Annan laughed and pushed his chair back to stand up. He said, “Mr. Spengler, this has all been an interesting mental exercise and a nice break from putting this house back together. But I think we’re done.”

Spengler was confused. He said, “So do we have a deal or don’t we?”

“Of course not,” Annan said. “Can I offer you another beer for the road?”

He walked across the room to a cooler and opened it. “I’ve got Coors, Coors Light, and Miller. I’ve also got water.”

“What is happening here?” Spengler asked. “Are you insane enough not to make the deal? Do you really want to have your reputation destroyed and go to prison?”

Annan looked up. “Not gonna happen,” he said almost cheerfully. Then: “I hate to tell you that you’re not as smart as you think you are.”

At that moment Spengler lunged across the table for Annan’s phone.

Put that down,” Annan commanded. But not before Spengler saw a text thread with someone named “Deputy Doug.”

Annan had typed: Need your help. My house.

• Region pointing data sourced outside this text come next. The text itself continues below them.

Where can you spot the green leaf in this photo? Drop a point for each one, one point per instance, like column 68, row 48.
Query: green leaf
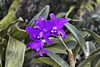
column 58, row 59
column 59, row 15
column 88, row 5
column 75, row 51
column 6, row 21
column 1, row 52
column 77, row 35
column 77, row 48
column 44, row 13
column 87, row 60
column 15, row 52
column 18, row 33
column 3, row 42
column 45, row 60
column 90, row 46
column 95, row 51
column 96, row 36
column 5, row 30
column 57, row 47
column 93, row 2
column 98, row 64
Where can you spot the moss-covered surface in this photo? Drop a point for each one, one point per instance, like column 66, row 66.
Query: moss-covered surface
column 10, row 16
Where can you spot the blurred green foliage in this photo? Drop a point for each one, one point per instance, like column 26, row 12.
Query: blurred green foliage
column 14, row 53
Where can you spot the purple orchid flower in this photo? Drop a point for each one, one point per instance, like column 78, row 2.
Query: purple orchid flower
column 36, row 40
column 52, row 27
column 57, row 25
column 45, row 27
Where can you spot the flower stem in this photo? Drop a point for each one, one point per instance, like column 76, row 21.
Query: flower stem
column 69, row 51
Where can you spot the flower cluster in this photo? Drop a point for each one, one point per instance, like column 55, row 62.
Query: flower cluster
column 44, row 28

Deputy Doug had replied: Rolling.

“That’s right,” Annan said to Spengler. “I called the police. They should be here any minute.”

As he said it, Spengler looked out of the huge picture window to see a police cruiser screech to a stop on the street. The side door panel read, ANACONDA–DEER LODGE COUNTY SHERIFF’S DEPARTMENT. A big man in a uniform launched himself out of the vehicle and jammed his hat on his head while he approached the front door of the house.

“You’ve got to be kidding me,” Spengler said. He hauled himself up. “You don’t want the cops involved in this. What are you thinking?”

“I’m thinking,” Annan said to Spengler while he opened a can of Coors, “that you should have stayed in Florida.”

“Look—call him off,” Spengler said in a panic. “You don’t want me telling him what I’ve learned, do you?”

“Go ahead. He knows all about it.”

Spengler felt a wave of sweat break through his scalp. He got it now.

“Call him off,” he said again. “I’ll leave. You’ll never hear from me again.”

“After all your hard work? I doubt that.”

“I’ve got a gun,” Spengler shouted.

“Are you threatening me?”

“No, Jesus. I’m not. I’m just letting you know so this cowboy doesn’t get the wrong idea and start shooting.”

“Then put it on the table,” Annan said as the front door flew open. The cop entered in a crouched shooting stance. Spengler looked straight into the gaping muzzle of his service weapon.

“Mr. Spengler here has a gun,” Annan said to the deputy.

“Good to know,” the deputy said before firing four rapid shots.